In the mid-1990s, Rogers, then known as Richard Scott Rogers, was running a dance school in England’s Suffolk County that drew complaints from parents who, according to the London Daily Mail, accused him of manipulating children and dividing families through his cultlike program.

In articles published in November 1995, the Daily Mail noted that Rogers was cleared on accusations claiming he had molested a 13-year-old pupil two years earlier. In the aftermath of the scandal, parents of students at Rogers’ academy complained that he engaged in questionable behavior with their children. The parents said Rogers invited students to “slumber parties” where he’d spend the night cuddling with them in their sleeping bags, according to the Daily Mail.

The complaints about the dance school in 1995 led the Suffolk City Council to issue a statement warning parents not to send their children there because of its “unhealthy atmosphere” and “levels of intimacy” between an unnamed staff member there and pupils, the newspaper reported.

A man who described a more than 20-year abusive and intimate relationship with Rogers appeared Thursday morning on “The Jim Engster Show,” which airs weekday mornings on WRKF in Baton Rouge. The man, who said he lived in St. Gabriel with Hodgkinson, Rogers and two children, was not named but spoke with a British accent.

The man, who said he had been in federal protective custody since Monday, described meeting Rogers at the dance school in England, claiming Rogers initiated a sexual relationship with him when he was just 13 years old. The man continued having a sexual relationship with Rogers until just last week but said he had grown emotionally detached from the older man for many years.

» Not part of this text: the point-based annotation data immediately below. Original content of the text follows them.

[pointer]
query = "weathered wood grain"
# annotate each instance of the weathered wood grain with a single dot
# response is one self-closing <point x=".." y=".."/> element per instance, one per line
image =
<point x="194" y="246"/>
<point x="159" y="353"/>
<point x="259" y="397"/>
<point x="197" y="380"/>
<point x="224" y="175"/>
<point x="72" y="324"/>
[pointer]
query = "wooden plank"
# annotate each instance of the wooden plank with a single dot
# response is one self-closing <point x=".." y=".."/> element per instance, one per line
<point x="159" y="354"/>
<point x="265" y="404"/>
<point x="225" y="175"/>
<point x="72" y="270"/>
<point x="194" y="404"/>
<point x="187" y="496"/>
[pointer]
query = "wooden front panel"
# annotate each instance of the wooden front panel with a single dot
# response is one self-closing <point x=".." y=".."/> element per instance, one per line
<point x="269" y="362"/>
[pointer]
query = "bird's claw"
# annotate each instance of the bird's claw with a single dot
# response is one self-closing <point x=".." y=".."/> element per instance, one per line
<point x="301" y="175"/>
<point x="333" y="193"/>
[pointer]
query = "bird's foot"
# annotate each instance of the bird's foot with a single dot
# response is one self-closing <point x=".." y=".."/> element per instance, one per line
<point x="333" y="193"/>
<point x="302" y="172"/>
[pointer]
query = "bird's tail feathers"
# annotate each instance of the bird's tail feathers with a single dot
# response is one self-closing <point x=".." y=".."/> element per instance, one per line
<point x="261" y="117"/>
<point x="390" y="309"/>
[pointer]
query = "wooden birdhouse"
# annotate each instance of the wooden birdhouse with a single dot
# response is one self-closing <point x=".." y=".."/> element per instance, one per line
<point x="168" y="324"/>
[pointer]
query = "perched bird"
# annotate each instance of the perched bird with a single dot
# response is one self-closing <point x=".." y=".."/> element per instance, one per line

The man said he heard about the shooting while he was waiting to testify at court on Wednesday.

The man said on air that he knew Hodgkinson, who also went by the last name Hodgkins, also had a sexual history with Rogers. But the man also said he believes the physical connection between Hodgkinson and Rogers ended as many as 14 years ago, which would have been about the same time they arrived in Baton Rouge.

Steve West, who met Rogers about 10 years ago after renting office space from him, said soon after that he began volunteering as a cameraman for Rogers’ “Around Town” show. West said he volunteered until about four months ago, when a falling out between Rogers and his daughter, who also worked on the show, prompted West to leave the show.

“They got mad at each other and stopped talking,” West said.

He described Rogers as a popular, community-oriented man who sometimes was stern in his perfectionism on the job. And while Rogers’ past intrigued him, West never pressed for details.

The day before Rogers’ death, West said he heard Rogers was sick, so he sent him a text message. They exchanged a few friendly text messages before wrapping up the conversation.

“It was just a good text,” West said. “He was doing better.”